Mark VIII vac armor was smart enough to seal off a hole to prevent pressure loss. A spongy, inner layer of the armor laminate was a memory plastic designed to press tightly around the man’s body at the point of a leak, serving both as tourniquet and as a seal against further air loss. Sometimes, though, a complete seal just wasn’t possible. This one, for instance. The suit had formed a seal around the hole in order to maintain internal pressure, but the laser burst had punctured the Marine’s thoracic cavity … and penetrated the left lung as well. Air was spilling from the Marine’s bronchial tubes into his chest cavity—a condition called pneumothorax—and the air, mixed with blood, was bubbling away into space through the punctured suit. As the air drained away, the condition became the opposite of pneumothorax—vacuthorax—and massive lung tissue trauma.
And suddenly, things were getting much worse very quickly. As Lee rolled the armored form over, a crusty, glittering patch of frozen blood and water clinging to the wound suddenly dissolved in a spray of red vapor. He caught his mistake immediately. When he’d changed the Marine’s position, he’d moved the wound from shade into direct sunlight. The wound had been partly plugged with blood-ice, but in the harsh light of the sun just above the eastern lunar horizon, the temperature on that part of the armor soared from around −80° Celsius to almost boiling. In seconds, the ice plug had vaporized, reopening both the wound and the partly plugged hole in the armor.
There was no time for anything but plugging that leak. Reaching into the case mounted on his right thigh, he pulled out a loaded sealant gun, pressed the muzzle up against the hole, and squeezed the trigger. Gray goo, a quick-setting polymer heavily laced with programmed nano, squirted over the hole and wound together, almost instantly firming to a claylike consistency, then hardening solid. He checked the Marine’s suit readout again. Internal pressure was low, but steady.
But the guy was still bleeding internally—probably hemorrhaging into his thoracic cavity—and his heart was fluttering, atrial fibrillation. The patient was on the verge of going into arrest.
Lee reached for another tool, a Frahlich Probe, and slammed the needle down against the armor, directly above the heart. The probe’s tip was housed in a nano sheath, which literally slipped between the molecules of the man’s vac armor, then through skin, muscle, and bone to penetrate the patient’s chest while maintaining an almost perfect air-tight seal. Leaving the needle in place, he pulled off the injector, then attached a reader. The device fed his implant a noumenal image of a glistening red, pulsating mass—the beating heart—and let him position the tip of the needle more precisely, at the sinus node at the top of the right atrium.
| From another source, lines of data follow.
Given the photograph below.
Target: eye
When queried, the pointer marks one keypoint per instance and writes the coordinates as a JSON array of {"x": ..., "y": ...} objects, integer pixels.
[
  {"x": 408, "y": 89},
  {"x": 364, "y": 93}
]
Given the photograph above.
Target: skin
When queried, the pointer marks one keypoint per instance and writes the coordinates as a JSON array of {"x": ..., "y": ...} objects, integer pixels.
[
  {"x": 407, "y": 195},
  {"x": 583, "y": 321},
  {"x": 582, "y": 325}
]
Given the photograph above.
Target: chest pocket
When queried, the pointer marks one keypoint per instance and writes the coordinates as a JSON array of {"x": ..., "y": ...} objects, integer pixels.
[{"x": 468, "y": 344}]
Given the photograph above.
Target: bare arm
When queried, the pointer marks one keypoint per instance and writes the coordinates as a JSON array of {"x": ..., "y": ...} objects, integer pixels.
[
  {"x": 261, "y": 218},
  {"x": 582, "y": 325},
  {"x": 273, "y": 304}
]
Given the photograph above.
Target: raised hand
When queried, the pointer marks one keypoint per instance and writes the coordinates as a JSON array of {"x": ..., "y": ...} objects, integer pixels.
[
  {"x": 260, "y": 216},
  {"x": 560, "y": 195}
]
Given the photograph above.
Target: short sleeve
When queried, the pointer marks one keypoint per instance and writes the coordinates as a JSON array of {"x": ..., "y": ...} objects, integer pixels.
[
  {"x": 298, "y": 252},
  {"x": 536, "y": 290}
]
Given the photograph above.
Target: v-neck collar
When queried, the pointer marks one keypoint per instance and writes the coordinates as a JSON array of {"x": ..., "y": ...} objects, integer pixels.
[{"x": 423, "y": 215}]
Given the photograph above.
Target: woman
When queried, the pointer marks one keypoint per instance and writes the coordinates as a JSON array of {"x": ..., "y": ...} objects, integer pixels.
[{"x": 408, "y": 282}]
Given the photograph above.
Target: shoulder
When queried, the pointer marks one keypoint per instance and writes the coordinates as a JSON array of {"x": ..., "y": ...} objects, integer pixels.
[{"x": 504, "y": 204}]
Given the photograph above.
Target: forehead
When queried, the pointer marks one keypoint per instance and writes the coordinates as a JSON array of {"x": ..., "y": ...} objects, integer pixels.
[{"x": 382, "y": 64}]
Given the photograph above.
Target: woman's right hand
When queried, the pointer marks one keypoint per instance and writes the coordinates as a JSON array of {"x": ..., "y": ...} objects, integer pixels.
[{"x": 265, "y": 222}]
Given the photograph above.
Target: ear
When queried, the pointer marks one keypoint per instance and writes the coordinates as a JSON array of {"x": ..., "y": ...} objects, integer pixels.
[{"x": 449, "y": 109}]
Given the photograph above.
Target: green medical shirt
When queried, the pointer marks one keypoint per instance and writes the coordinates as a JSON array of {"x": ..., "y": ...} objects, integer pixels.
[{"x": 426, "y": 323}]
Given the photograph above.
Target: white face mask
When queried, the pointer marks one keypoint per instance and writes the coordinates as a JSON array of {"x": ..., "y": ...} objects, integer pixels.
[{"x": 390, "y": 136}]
Easy … easy … there!
Now he could program the probe to administer a rapid-fire series of minute electric shocks directly into the sinus node, regularizing the beat. He watched the readout a moment longer as the probe’s computer continued to feed electrical impulses into the patient’s heart. The fibrillation ceased, the heartbeat slowing to a fast but acceptable 112 beats per minute.
The patient’s breathing was labored. He couldn’t tell, but he suspected that the left lung had collapsed. Certainly, it had been badly damaged by both wound and vacuum trauma. With the wound sealed over, the best Lee could do for the patient now was evacuate him.
“Nightingale, Nightingale,” he called. “This is Fox-Sierra One-niner. I need an emergency evac. Patient has suffered massive internal vacuum trauma. Suit leak is plugged and wound is stable.